Eine weitere Aussage des Täufers aus dem heutigen Evangelium lautet: „Nach mir kommt einer, der ist stärker als ich.“ Diese Aussage stellt mir die Frage: Welchen Stellenwert hat Jesus Christus in meinem Leben? Erkenne ich an, dass er stärker ist als ich, oder glaube ich eher, dass ein Leben ohne Jesus Christus auch ganz gut funktioniert? Wozu brauche ich Jesus eigentlich? Und eine weitere Frage: Lasse ich durch mein Leben Jesus Christus groß werden – oder halte ich ihn eher klein? Wann habe ich das letzte Mal jemandem gesagt, dass Jesus Christus für mich der Größte ist, der sämtliche Größen dieser Welt bei weitem übersteigt? Wann habe ich jemandem spüren lassen, dass Jesus Christus mein Vorbild ist, der mein Leben nachhaltig beeinflusst, lenkt und leitet? „Glücklich die Seele,“ so behauptet Franz von Sales, „die überall den gekreuzigten Jesus Christus sieht“ (DASal 9,199). Sehe ich Jesus Christus in meinem Leben? Und macht mich das wirklich glücklich?

Schließlich erinnert mich die Botschaft des Johannes des Täufers an meine Taufe und an meine Firmung. Das sind die beiden grundlegenden göttlichen Zeichen, die mir geschenkt wurden, damit ich mit ganzer Kraft meinen Beitrag zum Aufbau des Reiches Gottes in dieser Welt leisten kann. Tue ich das? Lasse ich mich von Jesus Christus zum Werkzeug seiner frohen Botschaft vom Reich Gottes machen? Bin ich ihm dankbar dafür, dass ich mit Wasser und Heiligem Geist getauft wurde? Und bin ich bereit, ihm auch dann zu folgen, wenn es mir schwerfällt?
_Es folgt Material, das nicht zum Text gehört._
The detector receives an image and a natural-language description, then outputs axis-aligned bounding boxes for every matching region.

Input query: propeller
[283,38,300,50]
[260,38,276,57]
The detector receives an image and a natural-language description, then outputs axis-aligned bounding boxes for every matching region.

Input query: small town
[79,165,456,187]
Franz von Sales rät uns: „Machen Sie Ihr armes Herz froh, damit es neuen Mut fasst, Gott zu dienen“ (DASal 12,384).

Zu diesem frohen Herzen und diesem neuen Mut möchte uns Johannes der Täufer anspornen, damit wir die Zeit des Advents nützen, Jesus Christus den Weg freizuräumen, seine Größe zu preisen und ihm als Werkzeug seiner Botschaft zu dienen. Amen.